For faculty, $58 million:

$30 million to establish 20 endowed chairs to recruit new scholar-teachers to the honors program. These faculty also will hold appointments in the Graduate School and in the "home" school or college appropriate to their discipline.
$15 million to create a fund for endowed faculty positions. This pool will be used to leverage gifts from other benefactors for the establishment of endowed faculty positions for the honors college, whether as endowed professorships or endowed chairs. Thus, this strategy will enable the University to create as many as 20 additional endowed chairs or 60 additional endowed professorships, or any combination thereof.

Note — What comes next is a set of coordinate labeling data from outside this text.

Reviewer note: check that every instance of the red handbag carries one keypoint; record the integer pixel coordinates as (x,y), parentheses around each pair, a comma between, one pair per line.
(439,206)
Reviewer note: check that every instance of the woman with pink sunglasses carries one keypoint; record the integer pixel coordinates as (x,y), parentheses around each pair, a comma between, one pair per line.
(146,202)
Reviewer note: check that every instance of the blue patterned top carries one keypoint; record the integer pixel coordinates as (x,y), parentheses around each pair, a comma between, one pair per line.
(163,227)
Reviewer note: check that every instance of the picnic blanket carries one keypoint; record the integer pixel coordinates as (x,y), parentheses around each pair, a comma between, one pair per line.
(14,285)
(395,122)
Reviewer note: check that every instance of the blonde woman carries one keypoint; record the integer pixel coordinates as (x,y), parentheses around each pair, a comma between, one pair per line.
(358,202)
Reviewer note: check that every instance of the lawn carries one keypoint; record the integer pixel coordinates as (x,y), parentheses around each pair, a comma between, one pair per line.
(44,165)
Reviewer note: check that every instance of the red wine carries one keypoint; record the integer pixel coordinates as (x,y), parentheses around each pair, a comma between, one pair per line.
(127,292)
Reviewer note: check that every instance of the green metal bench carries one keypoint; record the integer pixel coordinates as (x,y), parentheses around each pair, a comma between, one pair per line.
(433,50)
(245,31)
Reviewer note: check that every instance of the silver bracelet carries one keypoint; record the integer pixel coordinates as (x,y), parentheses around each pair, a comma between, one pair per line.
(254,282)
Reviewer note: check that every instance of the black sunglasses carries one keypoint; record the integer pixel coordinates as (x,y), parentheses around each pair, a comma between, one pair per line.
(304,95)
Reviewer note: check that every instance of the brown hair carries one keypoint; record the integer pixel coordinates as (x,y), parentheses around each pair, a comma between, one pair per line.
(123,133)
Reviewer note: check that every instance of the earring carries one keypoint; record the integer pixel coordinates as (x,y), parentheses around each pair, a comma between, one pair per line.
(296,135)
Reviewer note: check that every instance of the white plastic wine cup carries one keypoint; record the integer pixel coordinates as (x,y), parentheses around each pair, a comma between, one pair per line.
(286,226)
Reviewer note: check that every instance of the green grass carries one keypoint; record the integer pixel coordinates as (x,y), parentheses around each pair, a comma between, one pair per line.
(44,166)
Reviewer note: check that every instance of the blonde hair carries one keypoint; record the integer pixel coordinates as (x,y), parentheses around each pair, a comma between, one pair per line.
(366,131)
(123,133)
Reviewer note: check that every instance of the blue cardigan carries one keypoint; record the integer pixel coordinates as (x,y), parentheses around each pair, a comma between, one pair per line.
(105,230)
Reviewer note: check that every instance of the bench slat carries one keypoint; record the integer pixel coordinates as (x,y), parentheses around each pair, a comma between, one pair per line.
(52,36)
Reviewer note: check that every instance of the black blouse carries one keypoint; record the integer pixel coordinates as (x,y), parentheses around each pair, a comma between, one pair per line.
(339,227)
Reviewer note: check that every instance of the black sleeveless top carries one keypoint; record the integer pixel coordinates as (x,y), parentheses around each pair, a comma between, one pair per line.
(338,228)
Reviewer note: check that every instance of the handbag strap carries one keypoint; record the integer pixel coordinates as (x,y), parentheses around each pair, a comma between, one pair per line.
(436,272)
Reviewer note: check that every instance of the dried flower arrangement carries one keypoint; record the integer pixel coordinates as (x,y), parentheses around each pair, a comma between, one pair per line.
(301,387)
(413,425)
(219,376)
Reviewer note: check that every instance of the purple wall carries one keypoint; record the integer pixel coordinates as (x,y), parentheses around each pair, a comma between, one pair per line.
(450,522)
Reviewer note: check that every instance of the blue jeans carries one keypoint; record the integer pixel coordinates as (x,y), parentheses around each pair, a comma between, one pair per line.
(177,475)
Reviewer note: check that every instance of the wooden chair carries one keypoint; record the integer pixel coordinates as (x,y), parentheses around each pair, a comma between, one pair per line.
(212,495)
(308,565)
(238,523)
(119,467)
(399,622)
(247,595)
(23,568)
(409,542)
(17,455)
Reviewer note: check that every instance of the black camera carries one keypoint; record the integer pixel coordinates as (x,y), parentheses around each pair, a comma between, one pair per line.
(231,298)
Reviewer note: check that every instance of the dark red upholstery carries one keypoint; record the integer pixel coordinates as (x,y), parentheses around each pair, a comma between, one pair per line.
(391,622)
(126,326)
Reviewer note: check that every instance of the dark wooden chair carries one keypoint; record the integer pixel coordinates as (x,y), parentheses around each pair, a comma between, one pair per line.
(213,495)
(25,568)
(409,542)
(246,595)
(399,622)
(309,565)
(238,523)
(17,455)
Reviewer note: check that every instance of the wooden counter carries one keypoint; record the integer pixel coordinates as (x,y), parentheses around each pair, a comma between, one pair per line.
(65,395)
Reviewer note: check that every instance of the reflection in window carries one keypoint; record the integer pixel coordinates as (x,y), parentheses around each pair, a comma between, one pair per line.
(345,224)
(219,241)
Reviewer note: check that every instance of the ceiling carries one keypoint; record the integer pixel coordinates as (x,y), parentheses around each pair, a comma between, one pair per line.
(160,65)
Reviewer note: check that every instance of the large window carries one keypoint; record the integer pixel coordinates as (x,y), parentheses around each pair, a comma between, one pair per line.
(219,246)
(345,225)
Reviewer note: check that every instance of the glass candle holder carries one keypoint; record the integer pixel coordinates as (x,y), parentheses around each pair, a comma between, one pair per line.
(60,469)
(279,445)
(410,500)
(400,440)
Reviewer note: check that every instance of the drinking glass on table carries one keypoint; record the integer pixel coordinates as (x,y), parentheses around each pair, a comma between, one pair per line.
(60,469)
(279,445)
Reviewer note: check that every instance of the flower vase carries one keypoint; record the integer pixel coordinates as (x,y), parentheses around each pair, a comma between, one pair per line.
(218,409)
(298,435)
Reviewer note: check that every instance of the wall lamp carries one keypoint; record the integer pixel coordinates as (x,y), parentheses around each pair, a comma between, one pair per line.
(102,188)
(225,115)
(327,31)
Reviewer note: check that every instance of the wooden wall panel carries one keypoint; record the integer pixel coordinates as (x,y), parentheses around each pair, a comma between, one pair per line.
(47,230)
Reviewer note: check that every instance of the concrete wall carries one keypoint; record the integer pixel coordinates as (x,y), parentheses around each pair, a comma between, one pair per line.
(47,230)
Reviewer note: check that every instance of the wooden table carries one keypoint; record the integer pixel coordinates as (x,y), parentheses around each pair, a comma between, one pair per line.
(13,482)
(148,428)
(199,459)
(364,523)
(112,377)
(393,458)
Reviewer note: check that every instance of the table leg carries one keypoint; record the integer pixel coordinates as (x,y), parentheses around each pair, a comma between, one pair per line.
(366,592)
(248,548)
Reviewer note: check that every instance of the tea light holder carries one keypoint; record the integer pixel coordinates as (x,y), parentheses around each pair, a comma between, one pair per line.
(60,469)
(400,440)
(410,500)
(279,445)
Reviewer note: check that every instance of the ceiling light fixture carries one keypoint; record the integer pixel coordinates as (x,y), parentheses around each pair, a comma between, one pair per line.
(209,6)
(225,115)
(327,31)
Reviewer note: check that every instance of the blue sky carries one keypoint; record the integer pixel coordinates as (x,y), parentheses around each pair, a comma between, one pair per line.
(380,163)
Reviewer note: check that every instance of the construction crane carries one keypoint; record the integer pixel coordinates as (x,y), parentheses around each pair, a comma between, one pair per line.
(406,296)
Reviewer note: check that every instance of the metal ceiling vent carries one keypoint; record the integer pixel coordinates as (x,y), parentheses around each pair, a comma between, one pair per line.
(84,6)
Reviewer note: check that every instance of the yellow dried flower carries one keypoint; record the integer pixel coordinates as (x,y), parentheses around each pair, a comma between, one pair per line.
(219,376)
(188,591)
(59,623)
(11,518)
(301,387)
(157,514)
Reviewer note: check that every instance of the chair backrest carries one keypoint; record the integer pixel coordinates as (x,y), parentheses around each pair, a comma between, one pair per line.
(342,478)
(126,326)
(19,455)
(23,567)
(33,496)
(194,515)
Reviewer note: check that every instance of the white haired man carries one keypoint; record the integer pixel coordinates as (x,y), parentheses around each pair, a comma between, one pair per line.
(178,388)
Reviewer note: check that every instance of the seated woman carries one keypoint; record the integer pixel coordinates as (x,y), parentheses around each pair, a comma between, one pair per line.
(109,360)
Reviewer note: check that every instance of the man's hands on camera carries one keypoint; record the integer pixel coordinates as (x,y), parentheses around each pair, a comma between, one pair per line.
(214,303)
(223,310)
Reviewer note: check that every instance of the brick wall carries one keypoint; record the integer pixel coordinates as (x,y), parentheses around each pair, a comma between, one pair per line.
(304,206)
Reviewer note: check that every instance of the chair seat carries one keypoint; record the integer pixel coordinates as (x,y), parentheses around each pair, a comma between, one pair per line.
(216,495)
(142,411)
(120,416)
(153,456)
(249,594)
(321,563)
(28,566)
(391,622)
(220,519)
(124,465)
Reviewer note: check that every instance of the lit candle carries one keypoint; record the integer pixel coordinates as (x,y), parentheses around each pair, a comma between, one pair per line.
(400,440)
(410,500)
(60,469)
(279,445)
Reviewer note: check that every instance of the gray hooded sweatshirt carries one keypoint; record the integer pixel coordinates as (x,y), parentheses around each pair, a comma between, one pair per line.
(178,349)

These faculty also will hold appointments in the Graduate School and the appropriate "home" school or college.
$10 million to establish 20 endowed distinguished professorships for the honors college, who also will hold appointments in the Graduate School and in an appropriate "home" school or college.
$3 million for an endowed chair for the dean of the honors college, a scholar and academic leader of international distinction who will have the opportunity to form one of the premier undergraduate honors colleges in America.
For library and technology support for the honors college, $29 million:

$24 million for a library acquisitions fund and endowment to support the honors college. An immediate acquisition fund of $5 million will be used to update and acquire library materials. The remaining $19 million will create a permanent endowment for this purpose.
$5 million for a technology upgrade fund, to improve access to Internet 2 and to upgrade classrooms, laboratories and other learning sites into state-of-the-technology instructional environments.
The Graduate School:

The $100 million to endow the University of Arkansas Graduate School will be apportioned as follows. The intent is to double the size of graduate enrollments from 2,936 at present to 5,500 by 2010 in the University’s 34 doctoral and 96 master’s programs, and to support the growth of University research programs.

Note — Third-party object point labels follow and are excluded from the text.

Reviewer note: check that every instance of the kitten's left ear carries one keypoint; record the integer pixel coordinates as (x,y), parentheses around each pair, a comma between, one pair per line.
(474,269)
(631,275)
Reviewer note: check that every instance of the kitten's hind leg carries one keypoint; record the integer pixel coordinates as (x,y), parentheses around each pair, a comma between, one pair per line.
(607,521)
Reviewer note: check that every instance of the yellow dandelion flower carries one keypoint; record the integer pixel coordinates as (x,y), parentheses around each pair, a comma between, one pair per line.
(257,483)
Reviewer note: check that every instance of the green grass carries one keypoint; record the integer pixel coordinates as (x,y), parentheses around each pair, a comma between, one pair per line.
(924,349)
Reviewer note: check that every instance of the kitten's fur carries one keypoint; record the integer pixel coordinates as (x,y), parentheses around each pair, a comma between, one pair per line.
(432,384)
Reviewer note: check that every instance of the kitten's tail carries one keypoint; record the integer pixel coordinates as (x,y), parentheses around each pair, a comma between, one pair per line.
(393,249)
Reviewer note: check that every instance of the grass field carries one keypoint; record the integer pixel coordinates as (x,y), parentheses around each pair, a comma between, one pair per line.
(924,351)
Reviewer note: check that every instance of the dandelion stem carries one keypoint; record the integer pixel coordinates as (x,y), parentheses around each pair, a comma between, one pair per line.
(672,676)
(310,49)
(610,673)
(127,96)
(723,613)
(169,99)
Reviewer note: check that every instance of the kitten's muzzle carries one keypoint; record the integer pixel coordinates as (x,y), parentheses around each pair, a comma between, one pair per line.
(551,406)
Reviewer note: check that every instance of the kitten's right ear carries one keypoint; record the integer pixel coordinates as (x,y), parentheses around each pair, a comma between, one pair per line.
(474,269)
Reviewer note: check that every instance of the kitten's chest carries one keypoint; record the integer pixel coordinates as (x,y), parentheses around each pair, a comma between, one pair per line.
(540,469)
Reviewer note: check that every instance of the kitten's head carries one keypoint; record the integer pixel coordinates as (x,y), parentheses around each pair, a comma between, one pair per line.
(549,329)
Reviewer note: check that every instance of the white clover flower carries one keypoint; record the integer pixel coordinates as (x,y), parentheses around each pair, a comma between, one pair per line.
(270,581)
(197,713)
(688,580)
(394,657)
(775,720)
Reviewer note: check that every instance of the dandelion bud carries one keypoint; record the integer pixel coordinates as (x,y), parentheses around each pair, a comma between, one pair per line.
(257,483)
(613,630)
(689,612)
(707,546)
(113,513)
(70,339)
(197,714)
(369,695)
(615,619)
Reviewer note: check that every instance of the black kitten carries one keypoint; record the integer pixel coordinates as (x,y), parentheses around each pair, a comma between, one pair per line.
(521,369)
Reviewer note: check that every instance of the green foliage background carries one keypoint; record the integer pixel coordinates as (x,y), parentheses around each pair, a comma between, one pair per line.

For graduate students, $64 million:

$24 million in endowment to establish 60 distinguished doctoral fellowships, each funded by an endowment of $400,000 which would generate about $20,000 annually for the fellowship. This level of stipend, to be supplemented up to $10,000 by the University department that enrolls the student, will allow the University to compete for the most talented doctoral students in the nation.
$40 million for a graduate assistant endowment fund. Too many stipends for graduate assistants at the University are low paying and noncompetitive, nationally. The annual earnings from this endowment - roughly $2 million - will be used to increase the amount of current stipends to bring them up to competitive levels, while also creating new stipends where needed.
For graduate research faculty chairs, $24 million:

$24 million will go to endow eight new graduate faculty endowed research chairs, each funded with a principal of $3 million. These will be used to recruit eight top new faculty who have been elected to the National Academies of Science or Engineering or equivalent organizations worldwide. These faculty members will focus exclusively on developing or enhancing research programs in their areas of expertise and will work with graduate students and honors college undergraduates in these endeavors.
For library and research support of graduate education, $12 million.

$8 million to endow a graduate student research fund, to support the travel, research and equipment needs of graduate students.
$4 million for a library support endowment in support of graduate education. This will support library acquisitions and other library services related to the needs of graduate students.